Still, why have there been no rice and flowers? The basic answer, as revealed by the very nature of the questions hurled at the American POWs by their semi-articulate Iraqi captor (“Did the Iraqi people welcome you with flowers? Did they?”) is that the Iraqi regime has long ago sensed that this is what the war will be about; this is where Saddam could lose his claims to Arab and international sympathy—playing the aggrieved victim of aggression and seeking to win the battle for hearts and minds, while losing the real war out in the battlefield. Therefore, all efforts were focused on destroying any prospect of a happy meeting between Allied troops and the local population; Ba’ath Party loyalists, who fear for their lives in the Shi’ite south anyway, were placed where they could sabotage the humanitarian effort (by delaying the seizure of the Umm Qasr port) and even frighten U.S. troops off from any close encounters.
Moreover, we need to bear in mind several other factors:
· People have been known to fight until late in the day for some of the most horrible regimes in history (as in the ruins of Germany in 1945), because the years of propaganda and indoctrination have held them until the core of the regime collapsed.
· The Iraqi repressive system, inwardly, is even harsher than what the Nazi regime was willing to inflict on its Aryan citizens. Saddam is a student of Stalin, and as Anthony Beevor’s book (Stalingrad) tells us, 13,500 Soviet soldiers and citizens were shot by their own side in Stalingrad for treachery, or cowardice, or sheer exhaustion. Stalin-style death squads are now at work in Iraqi cities and in fighting units, as they were in the Iran-Iraq War in 1981-88.
· Bitter memories of the betrayal of the so-called “Shi’ite intifada” in 1991 by the United States—which allowed Saddam to use helicopters to gun down the rebels—still haunt many Iraqis, and dampen their enthusiasm for any action against the regime. For complex reasons— above all, the terrible internal divisions that rend them apart—Iraqi opposition leaders have not yet been publicly active in talking about Iraq’s future to their own countrymen; it is to be hoped that they will do so soon.
· Finally, the Allied “Hearts (or rather, stomachs) and Minds” campaign is only now beginning to roll forward, with Basra as its first and major test case. Its effects will not be felt overnight, but they should spread, and play a role in tipping the balance.
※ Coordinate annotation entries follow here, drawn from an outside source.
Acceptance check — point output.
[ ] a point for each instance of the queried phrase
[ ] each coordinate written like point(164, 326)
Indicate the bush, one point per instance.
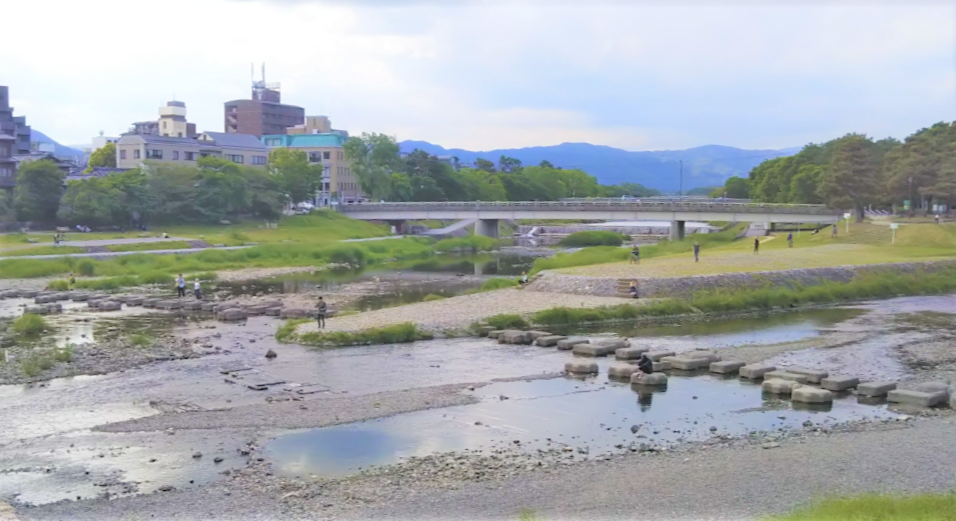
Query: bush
point(507, 321)
point(29, 324)
point(595, 238)
point(86, 268)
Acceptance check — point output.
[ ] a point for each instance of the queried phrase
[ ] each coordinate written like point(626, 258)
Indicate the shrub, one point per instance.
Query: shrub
point(29, 324)
point(86, 268)
point(595, 238)
point(507, 321)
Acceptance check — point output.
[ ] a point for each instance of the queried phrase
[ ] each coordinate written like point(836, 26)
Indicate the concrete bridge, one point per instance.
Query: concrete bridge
point(487, 214)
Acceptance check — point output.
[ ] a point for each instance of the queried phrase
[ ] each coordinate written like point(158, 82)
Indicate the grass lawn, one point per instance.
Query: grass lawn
point(874, 507)
point(865, 244)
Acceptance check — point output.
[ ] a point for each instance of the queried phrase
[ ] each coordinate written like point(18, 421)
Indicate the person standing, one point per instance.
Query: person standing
point(320, 311)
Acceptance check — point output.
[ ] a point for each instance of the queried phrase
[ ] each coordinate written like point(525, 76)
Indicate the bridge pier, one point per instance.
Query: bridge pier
point(677, 230)
point(487, 227)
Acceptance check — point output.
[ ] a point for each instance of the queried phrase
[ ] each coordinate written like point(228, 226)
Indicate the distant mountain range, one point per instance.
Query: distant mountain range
point(60, 150)
point(708, 165)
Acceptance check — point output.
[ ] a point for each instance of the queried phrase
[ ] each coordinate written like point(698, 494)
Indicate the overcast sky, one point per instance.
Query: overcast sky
point(484, 75)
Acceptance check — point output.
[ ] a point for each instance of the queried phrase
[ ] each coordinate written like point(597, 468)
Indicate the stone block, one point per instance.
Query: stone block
point(513, 336)
point(784, 375)
point(874, 389)
point(621, 370)
point(109, 305)
point(569, 343)
point(581, 367)
point(779, 386)
point(657, 355)
point(689, 364)
point(839, 383)
point(593, 349)
point(919, 398)
point(807, 394)
point(549, 340)
point(726, 367)
point(629, 353)
point(649, 380)
point(814, 376)
point(233, 314)
point(756, 371)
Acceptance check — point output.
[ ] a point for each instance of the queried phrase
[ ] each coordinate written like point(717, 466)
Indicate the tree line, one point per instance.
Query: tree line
point(854, 171)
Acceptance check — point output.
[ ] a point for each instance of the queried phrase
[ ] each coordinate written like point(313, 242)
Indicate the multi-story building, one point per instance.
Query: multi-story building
point(14, 140)
point(263, 114)
point(339, 183)
point(132, 150)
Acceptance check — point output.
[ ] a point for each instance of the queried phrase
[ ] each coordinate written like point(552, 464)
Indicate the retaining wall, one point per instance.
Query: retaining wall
point(687, 286)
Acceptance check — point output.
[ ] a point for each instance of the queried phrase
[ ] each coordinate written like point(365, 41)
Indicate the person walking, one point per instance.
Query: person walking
point(320, 310)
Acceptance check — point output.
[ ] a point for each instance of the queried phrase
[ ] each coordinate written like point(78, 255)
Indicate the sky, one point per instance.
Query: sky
point(482, 75)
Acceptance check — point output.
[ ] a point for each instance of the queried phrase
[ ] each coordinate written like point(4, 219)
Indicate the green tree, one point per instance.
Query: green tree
point(853, 177)
point(291, 169)
point(38, 191)
point(374, 157)
point(103, 156)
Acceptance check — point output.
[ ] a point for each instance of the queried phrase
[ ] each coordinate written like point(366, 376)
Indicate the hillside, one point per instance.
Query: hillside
point(708, 165)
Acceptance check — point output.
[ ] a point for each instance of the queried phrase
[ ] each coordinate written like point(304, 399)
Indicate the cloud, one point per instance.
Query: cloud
point(495, 74)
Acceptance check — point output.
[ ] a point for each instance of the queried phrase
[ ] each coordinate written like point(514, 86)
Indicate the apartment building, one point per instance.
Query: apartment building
point(339, 184)
point(132, 150)
point(14, 140)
And so, it is still too early to come to conclusions. Allied efforts, and those of the Arab regimes which now face extinction unless the United States is victorious in Iraq, will continue. The regime still hangs together, but it will not be possible to tell how thin its crust has been worn until after it cracks. As the weather clears, the battle for Baghdad will be fought with all Allied capabilities in the field; any judgment about the future, before the Republican Guard has been cut down, is not grounded in military reality (which the embedded reporters, each with her or his own keyhole to look through, obscure rather than clarify).